I will concede the concern of whether people in general are too quick to prescribe mood-altering substances to children. It's certainly a scary what-if thought.

My personal view is that I have yet to be convinced that such a thing actually happens, though. Even more importantly, even if it does happen on the scale we're considering, I have yet to be convinced that it induces psychotic aggression, that the psychotic tendencies weren't already there (perhaps being why they were given medication in the first place) and the medicine wasn't simply ineffective at stopping them, and in general, that there's truth to this whole claim that we're taking perfectly normal children that would be fine if left alone and turning them into spree killers. Over-medicating kids is an alarming thought, but so are most of the hazard warnings you receive in the mail with frantic instructions to send this to everyone you know! before their inevitable debunking on snopes.com. Does "that would certainly be bad if it actually happened" mean that it actually happened?

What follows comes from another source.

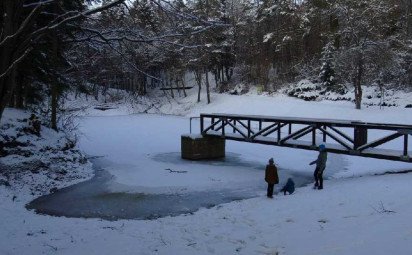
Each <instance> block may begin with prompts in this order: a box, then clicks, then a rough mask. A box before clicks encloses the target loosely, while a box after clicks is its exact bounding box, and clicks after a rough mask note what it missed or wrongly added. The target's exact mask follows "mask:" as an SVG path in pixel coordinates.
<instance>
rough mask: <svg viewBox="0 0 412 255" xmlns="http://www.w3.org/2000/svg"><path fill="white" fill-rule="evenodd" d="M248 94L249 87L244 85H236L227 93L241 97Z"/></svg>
mask: <svg viewBox="0 0 412 255" xmlns="http://www.w3.org/2000/svg"><path fill="white" fill-rule="evenodd" d="M248 92H249V87H248V86H246V85H245V84H243V83H242V84H237V85H236V86H235V87H234V88H233V89H231V90H230V91H229V94H231V95H243V94H246V93H248Z"/></svg>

However, I will concede my lack of actual knowledge on this one. I simply don't know what goes on in the world of antidepressants and child psychology, and I have no knowledge or insight that would render further debate on the matter anything more than me arguing just because I like being right.

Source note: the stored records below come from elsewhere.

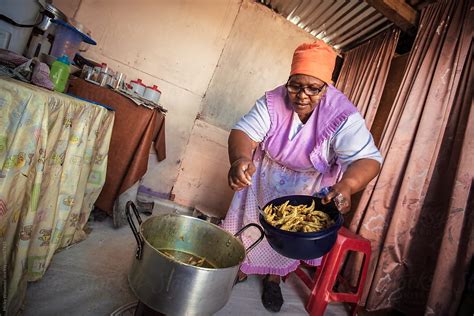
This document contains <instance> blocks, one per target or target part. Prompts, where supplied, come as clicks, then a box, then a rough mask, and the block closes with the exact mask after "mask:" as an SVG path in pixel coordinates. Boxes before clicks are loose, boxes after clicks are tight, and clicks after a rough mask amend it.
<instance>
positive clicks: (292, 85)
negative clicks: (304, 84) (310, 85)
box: [286, 83, 326, 97]
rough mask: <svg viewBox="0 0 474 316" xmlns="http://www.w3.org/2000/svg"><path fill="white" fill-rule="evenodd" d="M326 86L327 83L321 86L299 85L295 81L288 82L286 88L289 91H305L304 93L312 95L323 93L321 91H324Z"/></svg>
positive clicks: (299, 92)
mask: <svg viewBox="0 0 474 316" xmlns="http://www.w3.org/2000/svg"><path fill="white" fill-rule="evenodd" d="M325 87H326V85H324V86H322V87H320V88H319V87H313V86H299V85H296V84H293V83H287V84H286V89H287V90H288V92H290V93H295V94H298V93H300V92H301V91H303V92H304V94H306V95H307V96H310V97H312V96H314V95H317V94H319V93H321V91H323V90H324V88H325Z"/></svg>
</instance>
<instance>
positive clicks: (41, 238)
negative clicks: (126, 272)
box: [0, 78, 114, 315]
mask: <svg viewBox="0 0 474 316" xmlns="http://www.w3.org/2000/svg"><path fill="white" fill-rule="evenodd" d="M113 123H114V113H113V112H110V111H108V110H107V109H105V108H103V107H101V106H98V105H94V104H91V103H88V102H85V101H81V100H78V99H75V98H72V97H69V96H67V95H64V94H60V93H54V92H51V91H47V90H44V89H40V88H38V87H36V86H33V85H28V84H25V83H22V82H19V81H15V80H12V79H4V78H0V245H1V246H2V249H1V253H0V267H1V269H2V271H1V273H2V275H1V276H0V297H1V299H2V301H1V304H0V307H1V308H0V315H2V314H3V313H5V314H6V315H17V312H18V310H19V309H20V307H21V305H22V303H23V300H24V297H25V295H26V287H27V281H36V280H39V279H40V278H41V277H42V276H43V274H44V273H45V272H46V270H47V268H48V266H49V264H50V262H51V259H52V257H53V254H54V253H55V251H56V250H57V249H59V248H64V247H67V246H69V245H71V244H73V243H75V242H77V241H80V240H82V239H84V237H85V233H84V231H83V228H84V225H85V224H86V222H87V220H88V218H89V214H90V212H91V210H92V208H93V204H94V201H95V200H96V199H97V197H98V195H99V193H100V191H101V189H102V186H103V185H104V182H105V175H106V170H107V157H108V151H109V144H110V137H111V135H112V127H113Z"/></svg>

However, I will say that, as important as it is to spend time with one's children, doing it to the exclusion of critical matters like one's own job is alarming. Personally, I don't think hanging out together under a bridge while scrounging for food counts as helpful parent-child bonding time.

Finally, this has been said before, but it bears repeating: Psudo, you make a fantastic rival. I can't think of anyone I agree with less or who gives better discussion regarding the disagreements.